In pCDN, a peer receives a list of potential senders from the server in response to its query for a specific file. The peer chooses some of these senders, connects to them over TCP, and downloads the requested file. All potential senders are listening for incoming connections from other peers. If a potential sender is behind NAT, the receiver initiates a connection reversal via the server. If both peers are behind NAT however, no connection can be established unless the NAT device is configured properly to pass the traffic through. Moreover, the receiver needs to be aware of the public IP and external port of the sender it is going to connect to. This information should be discovered by each peer through examining and configuring the NAT device it is behind, and reporting it to the pCDN server. The pCDN server in turn provides downloading peers with this information.
Issues
- Not all NAT devices support UPnP IGD protocol, therefore we cannot rely on the NAT device to be easily configurable.
- The behavior of NAT devices can not be predicted precisely. A NAT device may assign a new port number for a connection established on the same local port twice. Therefore, even if we discover the mapping for a connection on local port through some mechanism similar to STUNT, closing the connection and opening it again does not hold the same mapping.
- No new mapping is automatically created unless a packet is sent from within the private network. Therefore, only listening on a local port number does not allow incoming traffic.
Future Work
I miss a recipe for a unified NAT traversal algorithm for peer-assisted applications. For example, each peer should determine whether it is behind NAT using the following steps:
- A peer discovers whether it is behind NAT using a public server.
- If this peer is behind NAT, configure its NAT using UPnP (or friends).
- If the NAT configuration is successful, we consider this peer is not behind NAT, otherwise we consider it is behind NAT.
- (Optional) A peer behind NAT discovers the characteristics of its NAT device using protocols like STUNT.
It is not clear how many peers are behind NAT, and how many of them can successfully configure their NAT devices.
When a receiver needs to download from a sender, the receiver takes different strategies based on the following circumstances.
- Neither hosts is behind NAT: direct connection.
- Only the receiver is behind NAT: direct connection.
- Only the sender is behind NAT: connection reversal
- Both hosts are behind NAT: try the follow until success:
- TCP hole punching
- UDP hole punching
- Relay
Several design alternatives need to be considered when developing such a recipe.
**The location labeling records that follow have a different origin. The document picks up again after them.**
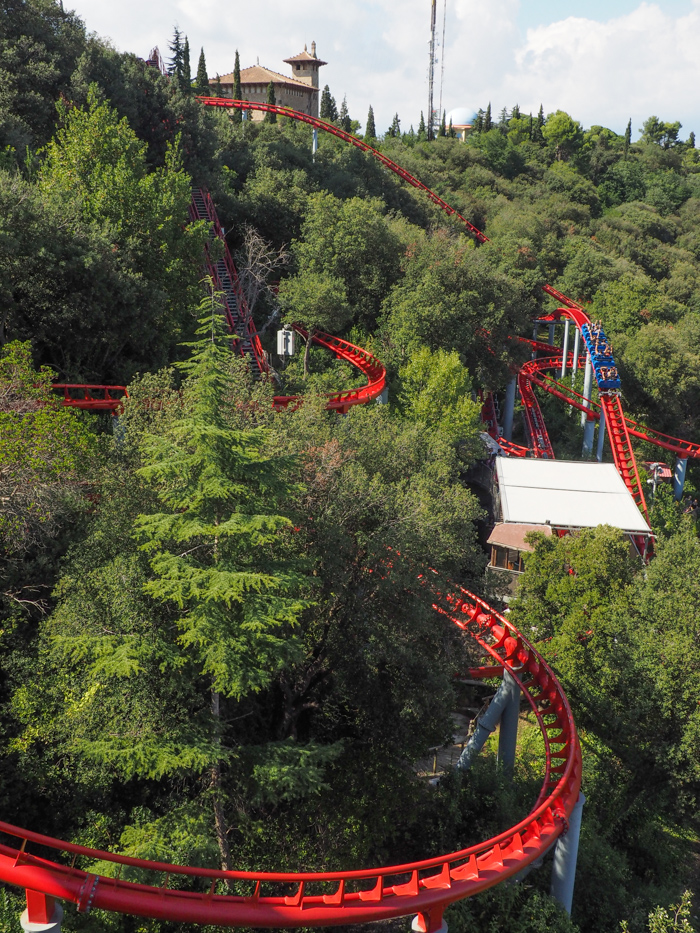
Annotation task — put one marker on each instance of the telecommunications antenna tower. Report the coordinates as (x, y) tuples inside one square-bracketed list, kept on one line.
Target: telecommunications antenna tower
[(431, 69)]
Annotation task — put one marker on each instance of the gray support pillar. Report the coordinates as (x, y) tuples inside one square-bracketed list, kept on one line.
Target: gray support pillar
[(679, 478), (587, 384), (565, 856), (509, 409), (53, 926), (508, 732), (601, 437), (565, 348), (487, 723), (427, 922), (577, 343)]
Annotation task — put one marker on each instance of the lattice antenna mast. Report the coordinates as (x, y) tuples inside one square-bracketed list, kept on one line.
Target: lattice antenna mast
[(431, 70), (442, 57)]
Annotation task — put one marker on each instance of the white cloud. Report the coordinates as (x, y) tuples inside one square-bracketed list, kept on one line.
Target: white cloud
[(377, 52)]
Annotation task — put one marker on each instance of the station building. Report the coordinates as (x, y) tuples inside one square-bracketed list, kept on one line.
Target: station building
[(300, 91), (556, 497)]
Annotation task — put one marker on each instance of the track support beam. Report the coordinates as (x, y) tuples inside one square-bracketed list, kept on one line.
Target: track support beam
[(565, 857), (508, 732), (601, 436), (679, 477), (506, 696), (509, 409), (43, 914), (565, 349)]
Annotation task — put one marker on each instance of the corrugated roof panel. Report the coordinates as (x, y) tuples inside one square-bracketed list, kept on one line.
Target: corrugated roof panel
[(566, 493)]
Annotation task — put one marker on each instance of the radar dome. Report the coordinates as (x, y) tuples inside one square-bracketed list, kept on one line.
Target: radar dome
[(460, 116)]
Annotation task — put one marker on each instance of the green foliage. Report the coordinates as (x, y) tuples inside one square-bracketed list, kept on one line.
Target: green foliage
[(371, 129), (202, 79), (105, 292), (46, 454), (329, 108), (272, 100)]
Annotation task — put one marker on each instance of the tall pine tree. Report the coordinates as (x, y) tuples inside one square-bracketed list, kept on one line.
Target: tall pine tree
[(215, 544), (176, 62), (371, 129), (344, 117), (272, 100), (237, 92), (329, 109), (202, 76)]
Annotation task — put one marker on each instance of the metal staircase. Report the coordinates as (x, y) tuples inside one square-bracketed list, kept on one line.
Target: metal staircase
[(225, 280)]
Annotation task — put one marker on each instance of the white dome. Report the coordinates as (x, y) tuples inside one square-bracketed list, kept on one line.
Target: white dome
[(460, 116)]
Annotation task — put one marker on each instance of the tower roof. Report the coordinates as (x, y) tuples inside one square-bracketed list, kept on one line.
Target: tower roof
[(258, 74), (305, 57)]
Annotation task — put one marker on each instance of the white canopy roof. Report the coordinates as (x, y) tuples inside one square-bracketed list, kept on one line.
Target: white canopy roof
[(567, 494)]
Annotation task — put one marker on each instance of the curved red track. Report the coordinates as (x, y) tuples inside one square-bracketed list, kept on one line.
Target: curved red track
[(289, 899)]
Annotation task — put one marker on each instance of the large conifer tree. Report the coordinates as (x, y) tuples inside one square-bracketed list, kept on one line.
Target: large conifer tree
[(371, 129)]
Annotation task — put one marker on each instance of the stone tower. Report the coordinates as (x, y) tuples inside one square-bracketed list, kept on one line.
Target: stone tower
[(305, 67)]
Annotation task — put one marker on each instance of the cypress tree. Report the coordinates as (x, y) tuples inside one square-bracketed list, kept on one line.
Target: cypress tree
[(202, 76), (237, 92), (271, 99), (537, 134), (329, 109), (186, 83), (344, 117), (371, 129), (175, 65)]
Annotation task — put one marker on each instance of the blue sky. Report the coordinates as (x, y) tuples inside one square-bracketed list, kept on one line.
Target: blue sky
[(603, 61)]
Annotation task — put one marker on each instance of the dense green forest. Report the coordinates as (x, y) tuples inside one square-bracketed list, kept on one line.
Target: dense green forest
[(199, 664)]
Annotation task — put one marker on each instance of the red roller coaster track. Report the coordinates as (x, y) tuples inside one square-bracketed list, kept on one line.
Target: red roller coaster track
[(293, 899)]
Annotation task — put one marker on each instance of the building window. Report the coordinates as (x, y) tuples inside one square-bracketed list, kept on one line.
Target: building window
[(507, 558)]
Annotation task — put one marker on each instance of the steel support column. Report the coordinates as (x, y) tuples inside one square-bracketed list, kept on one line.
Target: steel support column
[(587, 384), (601, 437), (509, 409), (565, 348), (487, 723), (43, 914), (565, 856), (508, 732), (679, 477), (577, 343)]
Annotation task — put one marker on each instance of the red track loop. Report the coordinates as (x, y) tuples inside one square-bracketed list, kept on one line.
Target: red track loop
[(283, 899), (288, 899)]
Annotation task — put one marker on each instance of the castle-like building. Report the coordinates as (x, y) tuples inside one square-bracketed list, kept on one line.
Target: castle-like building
[(299, 92)]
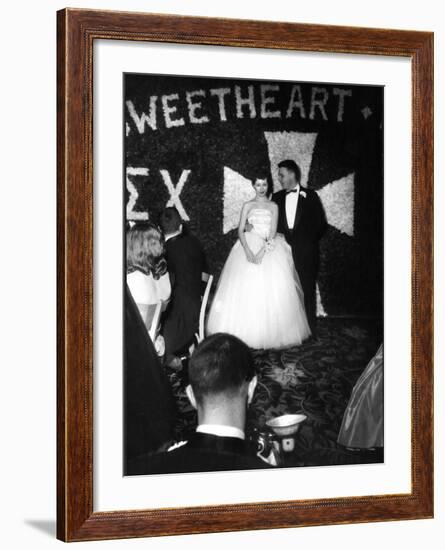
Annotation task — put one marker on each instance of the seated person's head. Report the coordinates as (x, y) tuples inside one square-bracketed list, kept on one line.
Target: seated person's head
[(221, 375), (170, 220), (145, 249)]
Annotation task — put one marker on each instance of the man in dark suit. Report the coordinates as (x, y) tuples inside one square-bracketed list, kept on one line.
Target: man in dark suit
[(302, 220), (222, 382), (185, 261)]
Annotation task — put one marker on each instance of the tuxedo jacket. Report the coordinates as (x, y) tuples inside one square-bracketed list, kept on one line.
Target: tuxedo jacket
[(201, 453), (309, 225), (186, 262)]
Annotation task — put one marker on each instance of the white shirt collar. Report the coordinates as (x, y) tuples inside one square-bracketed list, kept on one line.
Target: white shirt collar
[(297, 187), (221, 429), (171, 235)]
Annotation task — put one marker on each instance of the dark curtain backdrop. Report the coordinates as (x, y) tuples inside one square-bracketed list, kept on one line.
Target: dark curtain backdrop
[(216, 145)]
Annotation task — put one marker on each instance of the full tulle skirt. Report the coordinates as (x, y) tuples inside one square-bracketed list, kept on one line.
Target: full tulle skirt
[(262, 304)]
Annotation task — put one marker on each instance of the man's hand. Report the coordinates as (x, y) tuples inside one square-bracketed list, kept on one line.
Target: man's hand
[(259, 256)]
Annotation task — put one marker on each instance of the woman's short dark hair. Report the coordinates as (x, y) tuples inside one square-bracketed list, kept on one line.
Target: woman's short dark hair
[(220, 364), (145, 249), (292, 166)]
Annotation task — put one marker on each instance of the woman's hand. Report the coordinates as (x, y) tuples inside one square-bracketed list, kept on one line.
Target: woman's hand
[(251, 257)]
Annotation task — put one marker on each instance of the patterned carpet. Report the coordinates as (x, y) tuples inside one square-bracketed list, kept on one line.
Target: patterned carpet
[(315, 379)]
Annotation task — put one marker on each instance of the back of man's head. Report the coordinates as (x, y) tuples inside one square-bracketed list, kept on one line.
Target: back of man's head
[(221, 365), (170, 220)]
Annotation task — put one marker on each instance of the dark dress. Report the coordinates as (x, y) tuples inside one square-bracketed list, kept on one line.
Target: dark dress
[(185, 260), (149, 409), (310, 224), (201, 453)]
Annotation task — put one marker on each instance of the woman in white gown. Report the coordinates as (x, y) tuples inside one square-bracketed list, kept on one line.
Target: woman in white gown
[(259, 297)]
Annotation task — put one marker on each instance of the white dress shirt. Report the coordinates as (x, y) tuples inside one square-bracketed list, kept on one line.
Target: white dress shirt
[(291, 206), (221, 429)]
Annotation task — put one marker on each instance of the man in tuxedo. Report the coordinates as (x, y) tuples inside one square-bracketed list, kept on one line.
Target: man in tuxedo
[(222, 382), (185, 262), (302, 220)]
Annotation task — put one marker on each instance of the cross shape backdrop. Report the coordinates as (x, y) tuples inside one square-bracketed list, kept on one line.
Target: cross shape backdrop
[(198, 143)]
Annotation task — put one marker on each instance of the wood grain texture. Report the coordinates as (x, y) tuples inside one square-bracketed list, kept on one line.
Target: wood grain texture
[(76, 32)]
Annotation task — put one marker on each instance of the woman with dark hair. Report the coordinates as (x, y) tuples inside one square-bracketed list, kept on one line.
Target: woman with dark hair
[(147, 274), (259, 297)]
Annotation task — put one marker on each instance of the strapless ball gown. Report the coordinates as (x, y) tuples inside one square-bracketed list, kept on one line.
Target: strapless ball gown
[(262, 304)]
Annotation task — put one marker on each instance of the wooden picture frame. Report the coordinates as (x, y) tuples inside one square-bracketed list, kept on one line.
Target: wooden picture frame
[(76, 32)]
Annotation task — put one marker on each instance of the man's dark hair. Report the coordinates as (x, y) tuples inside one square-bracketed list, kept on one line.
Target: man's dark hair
[(292, 166), (220, 364), (170, 220)]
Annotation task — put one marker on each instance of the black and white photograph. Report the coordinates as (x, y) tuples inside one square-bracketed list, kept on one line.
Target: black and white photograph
[(253, 274)]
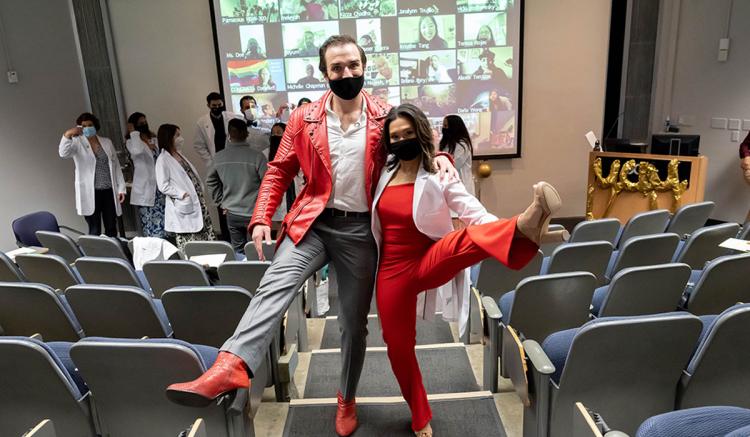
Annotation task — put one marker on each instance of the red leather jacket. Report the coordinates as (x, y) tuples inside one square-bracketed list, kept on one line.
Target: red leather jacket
[(305, 146)]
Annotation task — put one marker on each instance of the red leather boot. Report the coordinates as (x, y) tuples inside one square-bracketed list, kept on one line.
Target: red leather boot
[(346, 416), (228, 373)]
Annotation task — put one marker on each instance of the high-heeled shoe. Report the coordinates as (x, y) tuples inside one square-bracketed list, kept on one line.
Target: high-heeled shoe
[(346, 416), (228, 373), (534, 222)]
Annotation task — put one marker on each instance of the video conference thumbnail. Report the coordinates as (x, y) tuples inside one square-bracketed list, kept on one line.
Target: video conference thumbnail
[(249, 11), (304, 39), (309, 10), (367, 8), (427, 32), (428, 67), (463, 6), (483, 30), (488, 64), (434, 100), (382, 70), (256, 76), (303, 74)]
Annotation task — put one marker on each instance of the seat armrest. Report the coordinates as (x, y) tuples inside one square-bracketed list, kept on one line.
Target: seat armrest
[(538, 358)]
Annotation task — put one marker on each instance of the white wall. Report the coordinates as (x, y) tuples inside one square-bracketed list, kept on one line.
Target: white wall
[(691, 83), (167, 65), (35, 112), (564, 79)]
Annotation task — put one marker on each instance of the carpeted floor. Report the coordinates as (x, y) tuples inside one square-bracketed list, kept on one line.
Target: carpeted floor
[(455, 417)]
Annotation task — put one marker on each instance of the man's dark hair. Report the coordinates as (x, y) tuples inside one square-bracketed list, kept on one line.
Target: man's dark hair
[(87, 116), (213, 96), (338, 40), (237, 129)]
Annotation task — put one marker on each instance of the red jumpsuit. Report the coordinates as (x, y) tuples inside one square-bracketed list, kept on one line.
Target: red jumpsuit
[(411, 262)]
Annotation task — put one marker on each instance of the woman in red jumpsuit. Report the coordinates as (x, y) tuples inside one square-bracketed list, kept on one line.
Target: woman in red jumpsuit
[(418, 249)]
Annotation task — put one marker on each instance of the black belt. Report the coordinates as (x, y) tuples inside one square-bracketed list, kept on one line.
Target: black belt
[(333, 212)]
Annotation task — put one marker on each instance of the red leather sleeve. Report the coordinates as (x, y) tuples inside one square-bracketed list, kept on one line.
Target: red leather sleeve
[(280, 173)]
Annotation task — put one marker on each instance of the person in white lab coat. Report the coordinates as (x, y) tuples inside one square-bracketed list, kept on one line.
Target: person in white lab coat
[(185, 212), (419, 250), (211, 129), (143, 148), (99, 184)]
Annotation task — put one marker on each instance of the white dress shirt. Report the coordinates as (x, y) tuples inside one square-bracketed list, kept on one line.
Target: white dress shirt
[(347, 151)]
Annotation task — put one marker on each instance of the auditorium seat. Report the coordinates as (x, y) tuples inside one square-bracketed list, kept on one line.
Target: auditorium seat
[(690, 218), (51, 270), (722, 284), (193, 248), (496, 279), (118, 311), (102, 246), (596, 230), (703, 245), (128, 378), (642, 290), (590, 256), (644, 223), (698, 422), (625, 381), (9, 271), (268, 251), (40, 382), (163, 275), (28, 309), (718, 373), (643, 250), (110, 271), (540, 306), (25, 227), (60, 244)]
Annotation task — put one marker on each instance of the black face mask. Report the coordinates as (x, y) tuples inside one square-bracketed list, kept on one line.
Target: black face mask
[(275, 141), (405, 150), (347, 88), (143, 128)]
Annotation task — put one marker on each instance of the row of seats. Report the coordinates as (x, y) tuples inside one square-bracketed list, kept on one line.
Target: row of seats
[(631, 368), (113, 387)]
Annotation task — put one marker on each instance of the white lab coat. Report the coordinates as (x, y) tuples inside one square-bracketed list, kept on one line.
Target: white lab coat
[(204, 135), (182, 216), (431, 210), (143, 191), (83, 156)]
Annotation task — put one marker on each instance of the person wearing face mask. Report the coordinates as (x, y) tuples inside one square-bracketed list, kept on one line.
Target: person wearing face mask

First, in a peer-assisted content distribution network, can we ignore double-NAT case without scarifying too much performance? Unlike our work, previous studies often ignore UPnP IGD (or equivalent) protocol. Second, how many more connections can be made by trying UDP hole punching if a TCP one failed. The authors of FSK05 reports a higher successful rate of UDP hole punching. They, however, did not cross-refer their TCP results with UDP. Third, does relay server really help in our application? If yes, at what cost?
Last, a recent IETF document surveys the NAT traversal techniques and describes how they are adopted in P2P applications.